Hundreds of schools are searching for new ways of supporting and helping lower ability pupils, prompted by fears that tougher new GCSEs are leaving a "forgotten third" even further behind.
Tes has learned that since May more than 500 secondaries have signed up to a new "Build Up" programme designed to boost low-attaining pupils' character, and performance in English, maths and science, using online learning.
PiXL, the partnership of nearly 3,000 schools that developed the programme, says it is used by heads who don't want to end up excluding or off-rolling such pupils.
The Association of School and College Leaders is concerned that "something has gone wrong with the content of the GCSE".
It says schools are also adopting an array of measures as they attempt to help lower ability pupils cope with the increased demands of the reformed qualifications, specifically designed to be harder.
GCSE booster classes
These measures include additional lesson time for maths and English, extending GCSE courses into Year 9, and running after-school booster classes.
It was the ASCL that first raised the alarm about the plight of the “forgotten third” of pupils – those who fail to secure at least a grade 4 in English and maths.
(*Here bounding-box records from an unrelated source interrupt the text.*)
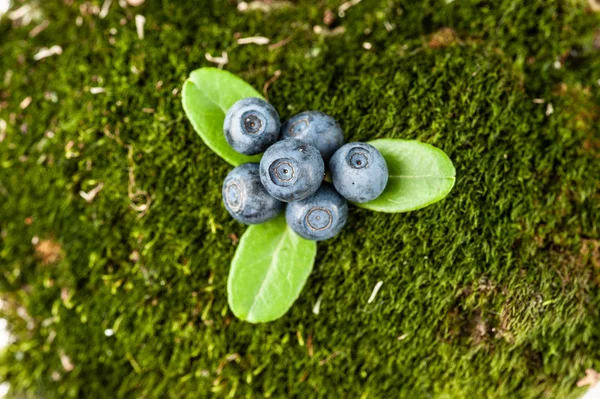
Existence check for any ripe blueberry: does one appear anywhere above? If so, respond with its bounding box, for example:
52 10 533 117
223 163 284 224
260 139 325 202
223 98 281 155
281 111 344 161
285 183 348 241
329 143 388 203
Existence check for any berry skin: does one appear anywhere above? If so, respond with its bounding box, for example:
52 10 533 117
223 98 281 155
285 183 348 241
223 163 284 224
281 111 344 162
329 143 388 203
260 139 325 202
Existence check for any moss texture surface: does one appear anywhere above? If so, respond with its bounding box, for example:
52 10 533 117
0 0 600 398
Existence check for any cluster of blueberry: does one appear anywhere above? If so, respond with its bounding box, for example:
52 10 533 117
223 98 388 241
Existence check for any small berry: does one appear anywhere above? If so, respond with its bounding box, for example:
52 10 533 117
223 98 281 155
223 163 284 224
329 143 388 203
281 111 344 161
285 183 348 241
260 139 325 202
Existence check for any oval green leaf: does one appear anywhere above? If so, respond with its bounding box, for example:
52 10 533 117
356 139 456 213
182 68 263 166
227 217 317 323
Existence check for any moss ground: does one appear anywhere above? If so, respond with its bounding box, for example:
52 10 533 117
0 0 600 398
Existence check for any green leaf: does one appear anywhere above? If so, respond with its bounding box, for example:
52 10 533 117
356 139 456 213
227 217 317 323
182 68 262 166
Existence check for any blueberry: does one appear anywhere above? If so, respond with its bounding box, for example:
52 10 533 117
223 163 284 224
223 98 281 155
285 183 348 241
329 143 388 203
260 139 325 202
281 111 344 161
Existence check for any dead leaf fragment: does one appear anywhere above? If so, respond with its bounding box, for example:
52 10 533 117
35 239 62 266
428 28 457 49
79 183 104 203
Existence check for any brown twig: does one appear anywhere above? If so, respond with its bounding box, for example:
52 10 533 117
269 36 292 51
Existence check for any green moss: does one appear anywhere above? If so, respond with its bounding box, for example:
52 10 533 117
0 0 600 398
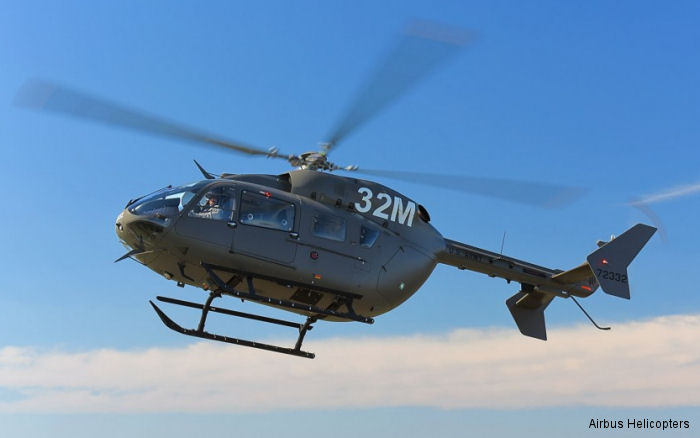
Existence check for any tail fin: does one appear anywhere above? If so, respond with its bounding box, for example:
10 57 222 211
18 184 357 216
586 224 656 299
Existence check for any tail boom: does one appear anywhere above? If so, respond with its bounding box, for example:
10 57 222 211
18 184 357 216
438 224 656 340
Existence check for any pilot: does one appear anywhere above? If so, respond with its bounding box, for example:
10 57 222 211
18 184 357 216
190 193 226 220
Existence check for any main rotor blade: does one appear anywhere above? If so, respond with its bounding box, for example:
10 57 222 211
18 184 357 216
356 169 585 208
324 23 472 151
15 80 287 159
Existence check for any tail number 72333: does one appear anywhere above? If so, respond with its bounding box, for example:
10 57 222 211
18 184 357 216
355 187 416 227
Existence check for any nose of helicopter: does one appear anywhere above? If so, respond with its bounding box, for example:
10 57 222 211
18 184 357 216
114 207 172 251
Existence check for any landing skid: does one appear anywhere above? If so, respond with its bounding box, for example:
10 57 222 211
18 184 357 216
149 297 316 359
149 264 374 359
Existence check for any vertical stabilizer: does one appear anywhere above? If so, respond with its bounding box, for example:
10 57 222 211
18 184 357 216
586 224 656 299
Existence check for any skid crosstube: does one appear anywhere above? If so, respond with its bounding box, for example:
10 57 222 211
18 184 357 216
149 297 316 359
150 263 374 359
202 263 374 324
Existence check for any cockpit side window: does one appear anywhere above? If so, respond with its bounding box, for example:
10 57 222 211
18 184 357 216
360 225 379 248
239 191 294 231
313 213 347 242
187 186 236 221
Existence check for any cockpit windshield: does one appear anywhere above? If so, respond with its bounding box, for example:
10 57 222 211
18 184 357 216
129 181 208 218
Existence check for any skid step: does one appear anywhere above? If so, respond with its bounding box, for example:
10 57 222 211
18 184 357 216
149 293 316 359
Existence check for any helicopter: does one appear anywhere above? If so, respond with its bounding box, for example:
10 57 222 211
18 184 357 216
17 26 656 358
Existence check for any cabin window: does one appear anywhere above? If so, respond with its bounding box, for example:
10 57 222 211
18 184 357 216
313 213 346 242
239 192 294 231
188 187 236 221
360 225 379 248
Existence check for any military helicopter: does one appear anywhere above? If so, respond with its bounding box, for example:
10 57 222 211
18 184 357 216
18 24 656 358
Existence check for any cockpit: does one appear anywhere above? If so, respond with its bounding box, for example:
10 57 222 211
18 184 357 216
127 181 207 219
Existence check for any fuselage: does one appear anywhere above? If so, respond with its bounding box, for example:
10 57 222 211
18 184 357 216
116 170 445 319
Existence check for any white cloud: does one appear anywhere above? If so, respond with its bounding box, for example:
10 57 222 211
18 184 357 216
0 315 700 413
630 183 700 206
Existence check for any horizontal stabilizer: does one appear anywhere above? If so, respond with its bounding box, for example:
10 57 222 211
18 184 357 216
586 224 656 299
506 290 554 341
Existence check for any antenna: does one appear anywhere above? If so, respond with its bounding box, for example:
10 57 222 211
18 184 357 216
569 295 610 330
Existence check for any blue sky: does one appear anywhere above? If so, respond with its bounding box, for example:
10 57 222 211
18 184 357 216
0 1 700 436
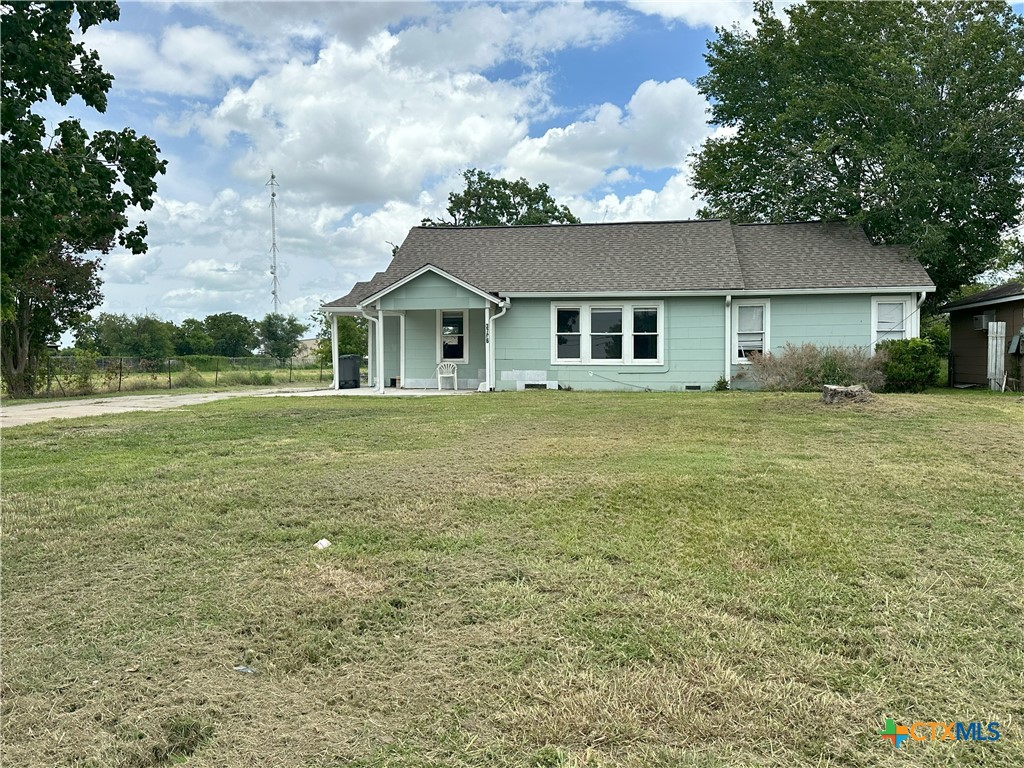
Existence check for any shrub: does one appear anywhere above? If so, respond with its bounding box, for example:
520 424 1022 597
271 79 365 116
876 339 940 392
750 344 883 392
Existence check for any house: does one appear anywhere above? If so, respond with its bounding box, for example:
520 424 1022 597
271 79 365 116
939 282 1024 387
323 220 935 391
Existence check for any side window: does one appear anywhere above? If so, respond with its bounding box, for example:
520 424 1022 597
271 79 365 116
555 307 583 360
590 307 623 360
551 301 665 366
633 306 657 360
440 309 466 362
874 301 906 343
733 301 768 361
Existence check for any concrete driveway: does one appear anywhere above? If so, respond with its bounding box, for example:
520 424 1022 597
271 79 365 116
0 387 471 427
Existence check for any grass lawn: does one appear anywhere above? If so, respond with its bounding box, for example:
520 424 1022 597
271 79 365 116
2 392 1024 768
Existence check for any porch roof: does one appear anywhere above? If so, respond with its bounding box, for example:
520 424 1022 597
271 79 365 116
325 220 934 307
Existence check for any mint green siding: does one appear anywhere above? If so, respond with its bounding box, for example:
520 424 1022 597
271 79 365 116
356 290 915 390
770 294 871 352
495 297 725 389
732 294 888 388
395 309 486 389
380 272 488 311
384 314 401 386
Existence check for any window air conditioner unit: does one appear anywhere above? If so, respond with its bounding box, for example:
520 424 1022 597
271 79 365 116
974 309 995 331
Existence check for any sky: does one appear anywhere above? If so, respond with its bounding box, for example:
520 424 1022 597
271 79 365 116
47 0 790 333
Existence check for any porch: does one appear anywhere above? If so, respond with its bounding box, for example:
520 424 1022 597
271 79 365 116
325 265 509 394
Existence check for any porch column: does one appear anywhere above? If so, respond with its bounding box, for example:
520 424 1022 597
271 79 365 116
331 313 339 389
377 302 384 394
483 301 495 392
398 311 406 389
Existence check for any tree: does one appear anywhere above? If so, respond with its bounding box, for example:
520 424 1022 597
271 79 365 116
422 168 580 226
203 312 259 357
75 312 131 356
119 314 175 360
0 2 167 396
693 1 1024 300
259 312 308 362
309 309 367 366
75 312 177 360
174 317 213 354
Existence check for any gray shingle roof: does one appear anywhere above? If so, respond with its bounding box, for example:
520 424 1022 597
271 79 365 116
939 281 1024 312
329 220 932 306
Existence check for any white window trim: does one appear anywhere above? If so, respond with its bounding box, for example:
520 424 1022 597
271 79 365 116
871 296 921 352
437 309 469 366
551 299 665 368
729 299 771 366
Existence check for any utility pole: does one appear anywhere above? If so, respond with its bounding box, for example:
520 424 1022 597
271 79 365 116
266 169 281 314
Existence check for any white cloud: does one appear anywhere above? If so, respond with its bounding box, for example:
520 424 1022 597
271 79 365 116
627 0 754 27
565 171 700 222
198 33 545 206
195 0 434 45
83 25 262 96
627 0 801 30
394 4 625 71
505 79 709 195
103 249 163 285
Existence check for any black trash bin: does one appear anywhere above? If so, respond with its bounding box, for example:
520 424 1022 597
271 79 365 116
338 354 362 389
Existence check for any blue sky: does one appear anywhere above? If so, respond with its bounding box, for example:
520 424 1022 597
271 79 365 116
47 0 774 322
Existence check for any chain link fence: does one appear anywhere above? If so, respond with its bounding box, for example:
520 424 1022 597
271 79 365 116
36 352 342 397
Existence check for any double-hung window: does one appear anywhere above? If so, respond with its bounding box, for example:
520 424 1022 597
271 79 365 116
554 307 583 360
732 299 771 362
551 301 665 366
871 298 910 346
437 309 469 362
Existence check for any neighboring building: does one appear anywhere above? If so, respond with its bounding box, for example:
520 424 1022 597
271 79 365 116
939 282 1024 387
323 220 935 390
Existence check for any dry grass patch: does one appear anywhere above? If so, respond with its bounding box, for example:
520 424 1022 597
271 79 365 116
2 392 1024 768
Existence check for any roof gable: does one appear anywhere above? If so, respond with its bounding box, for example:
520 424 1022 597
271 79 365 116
328 219 934 306
362 264 501 304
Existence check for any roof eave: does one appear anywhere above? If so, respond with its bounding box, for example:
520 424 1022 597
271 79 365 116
939 293 1024 313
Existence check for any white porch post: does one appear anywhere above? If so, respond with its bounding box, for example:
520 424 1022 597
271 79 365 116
483 302 495 392
722 294 733 382
398 311 406 388
377 306 384 394
362 311 377 387
331 313 340 389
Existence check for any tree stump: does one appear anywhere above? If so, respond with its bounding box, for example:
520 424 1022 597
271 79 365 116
821 384 871 404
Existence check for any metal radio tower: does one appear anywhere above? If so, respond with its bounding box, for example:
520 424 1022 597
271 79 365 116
265 170 281 314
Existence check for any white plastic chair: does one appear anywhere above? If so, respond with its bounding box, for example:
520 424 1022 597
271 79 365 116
437 362 459 392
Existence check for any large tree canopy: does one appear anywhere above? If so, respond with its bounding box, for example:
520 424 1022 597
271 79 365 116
0 2 166 394
257 312 308 365
422 168 580 226
694 1 1024 305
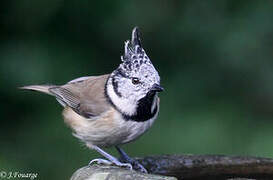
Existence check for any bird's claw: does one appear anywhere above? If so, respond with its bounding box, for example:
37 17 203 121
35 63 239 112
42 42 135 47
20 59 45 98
88 159 133 170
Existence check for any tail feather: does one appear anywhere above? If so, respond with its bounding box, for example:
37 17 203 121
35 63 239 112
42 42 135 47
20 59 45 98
19 85 55 95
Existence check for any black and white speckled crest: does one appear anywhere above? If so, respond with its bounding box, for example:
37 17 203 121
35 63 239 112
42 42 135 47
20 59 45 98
118 27 153 77
106 27 160 121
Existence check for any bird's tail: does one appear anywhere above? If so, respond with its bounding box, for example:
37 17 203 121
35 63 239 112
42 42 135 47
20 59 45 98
19 85 55 95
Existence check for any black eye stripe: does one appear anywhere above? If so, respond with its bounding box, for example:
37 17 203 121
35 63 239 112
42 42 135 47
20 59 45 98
132 77 140 84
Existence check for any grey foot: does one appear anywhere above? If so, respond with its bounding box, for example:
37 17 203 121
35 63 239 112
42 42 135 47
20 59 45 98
132 160 148 173
88 159 113 165
89 159 133 170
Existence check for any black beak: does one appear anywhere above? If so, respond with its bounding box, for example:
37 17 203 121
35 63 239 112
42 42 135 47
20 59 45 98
151 84 164 92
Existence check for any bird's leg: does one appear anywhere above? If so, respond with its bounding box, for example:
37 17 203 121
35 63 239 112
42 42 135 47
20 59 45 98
89 145 133 170
116 146 148 173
In March a report from an ASCL's commission of enquiry into the issue found that 36 per cent of pupils – 187,000 children – did not achieve a grade 4 in both subjects in 2018.
With grading statistically pegged to previous years' performance, the expectation is that a similar proportion of pupils will miss out when they get their results later this week.
Sir John Rowling, chief executive of the PiXL partnership, said the reformed GCSEs failed to give “lower ability pupils much aspiration”.
He said the new exams risked leaving the lowest-attaining pupils – or the “underestimated third”, as they are described by PiXL – with no qualifications.
“The reformed GCSEs have made this worse,” he said. “You can’t really celebrate a grade 3.
“They are much more memory-focused and intensive. The presupposition is that every kid will morph into an academic. Well, we have our doubts about that, especially when pupils are disengaged.”
Asked why so many headteachers had signed up for Build Up, he said: “I would hope it’s a moral dimension.
"But it’s also pragmatic to try not to exclude or off-roll students. No headteacher wants to send a child out after five years with nothing.”
ASCL general secretary Geoff Barton said Ofqual's system of comparable outcomes – whereby grade boundaries are adjusted to ensure that results remain roughly the same year-on-year – made it difficult to improve attainment for the "forgotten third".
It meant the proportion of pupils failing to achieve grade 4s in English and maths would remain consistent year-on-year.
"Leaders will be taking all kinds of steps – including allocating additional curriculum time and resources – but all of this is made more difficult by the funding crisis," he said.